# Jerry Goldsmith Chords (maybe) EDIT: with PDF score



## Mike Marino (Jul 14, 2011)

Maybe someone can help me out. I heard this music on a Jerry Goldsmith video....but I have no clue what it's from. Maybe you can help me? In any case, I tried my hand at re-creating an electronic mock-up of the piece. Take a listen and let me know what you think.

http://soundcloud.com/mike-mar​ino/jerry-goldsmith-chords

Thanks,
Mike


----------



## David Story (Jul 14, 2011)

*Re: Jerry Goldsmith Chords (maybe)*

Beautiful string writing, nice mockup. The slow stuff is the most difficult to sustain, and this works. I hear it as add9 with pandiatonic tones here and there. It could be Goldsmith, but there's no theme I recognize. It's for live players, that's clear.
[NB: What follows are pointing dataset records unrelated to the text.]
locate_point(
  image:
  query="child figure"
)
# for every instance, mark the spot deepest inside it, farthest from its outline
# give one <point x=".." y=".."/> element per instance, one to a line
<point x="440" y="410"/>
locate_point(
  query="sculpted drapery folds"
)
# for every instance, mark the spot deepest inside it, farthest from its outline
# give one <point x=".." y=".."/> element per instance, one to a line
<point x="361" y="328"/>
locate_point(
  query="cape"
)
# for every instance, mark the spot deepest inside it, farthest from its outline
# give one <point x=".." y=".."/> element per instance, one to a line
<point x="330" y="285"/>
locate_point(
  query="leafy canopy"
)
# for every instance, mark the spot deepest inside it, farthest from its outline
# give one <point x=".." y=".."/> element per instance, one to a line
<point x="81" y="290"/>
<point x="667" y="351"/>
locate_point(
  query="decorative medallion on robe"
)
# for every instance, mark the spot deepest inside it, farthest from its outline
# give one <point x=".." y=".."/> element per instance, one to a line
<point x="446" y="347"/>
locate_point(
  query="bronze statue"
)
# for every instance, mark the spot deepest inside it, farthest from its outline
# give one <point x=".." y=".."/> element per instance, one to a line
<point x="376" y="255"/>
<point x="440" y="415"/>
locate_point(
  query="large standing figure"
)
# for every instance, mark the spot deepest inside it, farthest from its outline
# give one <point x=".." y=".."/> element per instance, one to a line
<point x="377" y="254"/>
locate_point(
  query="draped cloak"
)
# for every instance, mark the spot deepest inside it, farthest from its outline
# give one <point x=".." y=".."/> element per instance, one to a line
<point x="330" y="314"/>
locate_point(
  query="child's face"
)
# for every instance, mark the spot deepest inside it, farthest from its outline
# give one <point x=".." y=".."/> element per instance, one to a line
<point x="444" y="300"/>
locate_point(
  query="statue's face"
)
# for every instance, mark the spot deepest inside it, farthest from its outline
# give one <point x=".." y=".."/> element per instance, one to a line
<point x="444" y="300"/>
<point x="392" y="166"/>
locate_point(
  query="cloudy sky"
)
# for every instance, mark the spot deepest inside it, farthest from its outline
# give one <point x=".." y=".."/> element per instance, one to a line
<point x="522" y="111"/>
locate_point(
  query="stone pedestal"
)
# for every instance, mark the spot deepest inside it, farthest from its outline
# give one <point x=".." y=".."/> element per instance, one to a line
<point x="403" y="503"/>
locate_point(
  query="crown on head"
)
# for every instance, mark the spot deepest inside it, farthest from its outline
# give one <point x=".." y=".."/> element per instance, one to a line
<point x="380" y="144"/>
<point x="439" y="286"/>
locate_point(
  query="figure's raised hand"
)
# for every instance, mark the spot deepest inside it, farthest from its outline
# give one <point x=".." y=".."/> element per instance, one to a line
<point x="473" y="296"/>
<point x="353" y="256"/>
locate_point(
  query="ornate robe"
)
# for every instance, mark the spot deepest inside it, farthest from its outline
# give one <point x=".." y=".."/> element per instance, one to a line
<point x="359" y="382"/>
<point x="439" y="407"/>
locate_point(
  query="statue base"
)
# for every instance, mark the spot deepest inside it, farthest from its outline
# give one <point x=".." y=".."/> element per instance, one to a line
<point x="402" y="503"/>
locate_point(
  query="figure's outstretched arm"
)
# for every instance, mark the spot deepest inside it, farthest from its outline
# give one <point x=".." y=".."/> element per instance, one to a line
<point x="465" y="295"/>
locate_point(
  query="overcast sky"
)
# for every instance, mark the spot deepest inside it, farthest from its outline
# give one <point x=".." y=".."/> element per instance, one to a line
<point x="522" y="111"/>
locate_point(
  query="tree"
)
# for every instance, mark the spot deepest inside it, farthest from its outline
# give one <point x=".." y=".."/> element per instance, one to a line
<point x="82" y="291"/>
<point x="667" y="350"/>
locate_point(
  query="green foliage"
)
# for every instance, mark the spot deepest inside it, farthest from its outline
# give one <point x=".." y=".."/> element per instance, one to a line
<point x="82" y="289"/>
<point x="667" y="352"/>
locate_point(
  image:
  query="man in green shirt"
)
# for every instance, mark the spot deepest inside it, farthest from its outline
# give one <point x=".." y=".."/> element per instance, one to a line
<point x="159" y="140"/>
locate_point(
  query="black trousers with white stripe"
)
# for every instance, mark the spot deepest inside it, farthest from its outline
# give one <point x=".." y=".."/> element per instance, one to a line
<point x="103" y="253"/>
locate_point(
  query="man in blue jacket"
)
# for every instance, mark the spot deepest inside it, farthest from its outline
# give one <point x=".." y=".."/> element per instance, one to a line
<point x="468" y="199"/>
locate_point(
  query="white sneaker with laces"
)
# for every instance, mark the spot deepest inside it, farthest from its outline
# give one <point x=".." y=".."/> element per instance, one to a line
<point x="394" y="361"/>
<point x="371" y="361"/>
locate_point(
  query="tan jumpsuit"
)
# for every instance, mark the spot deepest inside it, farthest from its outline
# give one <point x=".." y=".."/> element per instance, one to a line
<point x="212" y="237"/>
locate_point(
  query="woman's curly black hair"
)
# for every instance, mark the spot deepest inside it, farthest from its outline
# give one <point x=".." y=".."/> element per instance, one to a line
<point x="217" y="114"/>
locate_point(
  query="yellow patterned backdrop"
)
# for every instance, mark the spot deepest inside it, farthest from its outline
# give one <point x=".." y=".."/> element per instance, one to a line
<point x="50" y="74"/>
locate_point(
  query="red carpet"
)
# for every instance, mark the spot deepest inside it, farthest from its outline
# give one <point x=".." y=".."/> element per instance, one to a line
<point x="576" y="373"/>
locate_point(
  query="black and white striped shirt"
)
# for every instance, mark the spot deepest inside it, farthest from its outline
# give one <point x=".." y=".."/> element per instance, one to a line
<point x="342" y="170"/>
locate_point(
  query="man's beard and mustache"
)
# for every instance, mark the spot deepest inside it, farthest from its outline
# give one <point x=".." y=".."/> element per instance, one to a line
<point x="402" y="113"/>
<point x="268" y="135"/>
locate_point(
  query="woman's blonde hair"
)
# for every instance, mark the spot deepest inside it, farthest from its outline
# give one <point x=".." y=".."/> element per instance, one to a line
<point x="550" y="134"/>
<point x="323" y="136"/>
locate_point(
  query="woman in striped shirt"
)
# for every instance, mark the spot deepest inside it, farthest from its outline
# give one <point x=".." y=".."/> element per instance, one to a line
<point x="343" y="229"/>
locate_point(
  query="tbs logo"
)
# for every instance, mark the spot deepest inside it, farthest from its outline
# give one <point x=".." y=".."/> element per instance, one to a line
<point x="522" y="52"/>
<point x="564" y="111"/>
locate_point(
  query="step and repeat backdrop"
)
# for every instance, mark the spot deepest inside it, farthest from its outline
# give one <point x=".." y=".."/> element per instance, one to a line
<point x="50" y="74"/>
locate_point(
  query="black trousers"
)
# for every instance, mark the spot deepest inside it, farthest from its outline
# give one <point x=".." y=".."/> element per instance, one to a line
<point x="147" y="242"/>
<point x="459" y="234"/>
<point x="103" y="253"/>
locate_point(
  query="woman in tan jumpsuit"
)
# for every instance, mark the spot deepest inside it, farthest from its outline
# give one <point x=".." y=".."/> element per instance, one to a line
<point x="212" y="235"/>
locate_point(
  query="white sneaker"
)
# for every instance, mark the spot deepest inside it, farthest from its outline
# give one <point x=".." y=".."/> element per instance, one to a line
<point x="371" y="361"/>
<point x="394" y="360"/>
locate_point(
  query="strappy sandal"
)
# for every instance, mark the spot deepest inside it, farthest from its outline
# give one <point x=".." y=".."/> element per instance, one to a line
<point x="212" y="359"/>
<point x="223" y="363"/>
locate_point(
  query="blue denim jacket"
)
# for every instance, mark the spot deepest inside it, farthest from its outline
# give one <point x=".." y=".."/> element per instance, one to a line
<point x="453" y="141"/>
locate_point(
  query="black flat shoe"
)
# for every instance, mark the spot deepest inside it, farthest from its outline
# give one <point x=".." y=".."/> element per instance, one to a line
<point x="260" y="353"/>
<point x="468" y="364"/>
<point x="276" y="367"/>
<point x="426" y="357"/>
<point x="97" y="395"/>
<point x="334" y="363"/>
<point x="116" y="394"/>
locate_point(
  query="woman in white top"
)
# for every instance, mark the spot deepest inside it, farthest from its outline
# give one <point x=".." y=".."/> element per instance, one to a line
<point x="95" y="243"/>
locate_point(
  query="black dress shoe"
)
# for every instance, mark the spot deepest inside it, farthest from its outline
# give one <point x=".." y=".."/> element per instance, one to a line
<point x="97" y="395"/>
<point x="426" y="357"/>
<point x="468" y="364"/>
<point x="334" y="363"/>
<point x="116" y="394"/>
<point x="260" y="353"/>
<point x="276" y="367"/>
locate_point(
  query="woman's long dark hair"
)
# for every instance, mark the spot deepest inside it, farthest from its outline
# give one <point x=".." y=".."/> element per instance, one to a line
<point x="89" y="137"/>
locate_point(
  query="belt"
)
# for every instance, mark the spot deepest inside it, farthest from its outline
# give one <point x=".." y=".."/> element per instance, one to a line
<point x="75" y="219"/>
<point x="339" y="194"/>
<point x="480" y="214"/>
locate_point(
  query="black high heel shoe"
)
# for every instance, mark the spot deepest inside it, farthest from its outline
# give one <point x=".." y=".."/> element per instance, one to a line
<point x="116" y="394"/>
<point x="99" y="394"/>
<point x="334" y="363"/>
Thanks!


----------



## Mike Marino (Jul 14, 2011)

Thanks for the listen and the positive comments, David.

I did find out that this is the beginning part of a cue from the film Rudy, composed by Jerry Goldsmith.

I can always send you (or post) the score to this mock-up if you're curious.

Thanks again!
- Mike


----------



## dannthr (Jul 15, 2011)

Sounds interesting, I'd like to see the score.


----------



## Ryan Scully (Jul 15, 2011)

*Re: Jerry Goldsmith Chords (maybe)*

Interesting - I've seen Rudy many times(fantastic movie) but I do not remember this particular segment of the score. Definitely agree on the add9 at the onset - such a beautiful tension when used effectively. Nice work!



Ryan


----------



## Mike Marino (Jul 15, 2011)

*Re: Jerry Goldsmith Chords (maybe)*

Thanks for the listen! I'll get the score posted and linked here soon (tonight, hopefully) so you can give some feedback.

This cue from Rudy is called A Start. You can find it here: http://www.youtube.com/watch?v=FmsMxwHZSW0&feature=BFa&list=PL9D6CB80B0F7F129E&index=2

Now that I have the actual tune I'll probably need to go back through and correct some notes. I'd like to maybe even finish out the piece as an A/B mix against a professional soundtrack......but I don't know if that hold any value as to putting it on a demo or not. (That's a whole other conversation).

In any case, thanks, again, for the listen and I'll get the score posted soon.

- Mike


----------



## Rob (Jul 18, 2011)

*Re: Jerry Goldsmith Chords (maybe)*

Hey Mike, nice job! I was waiting for the score to be posted, so meanwhile I've tried my hand at the first part of the piece, I hope you don't mind me posting it here... it's a quicktime mov file showing the score playing. This doesn't want to be an accurate score of Goldsmith's music, but just what I hear in the youtube video.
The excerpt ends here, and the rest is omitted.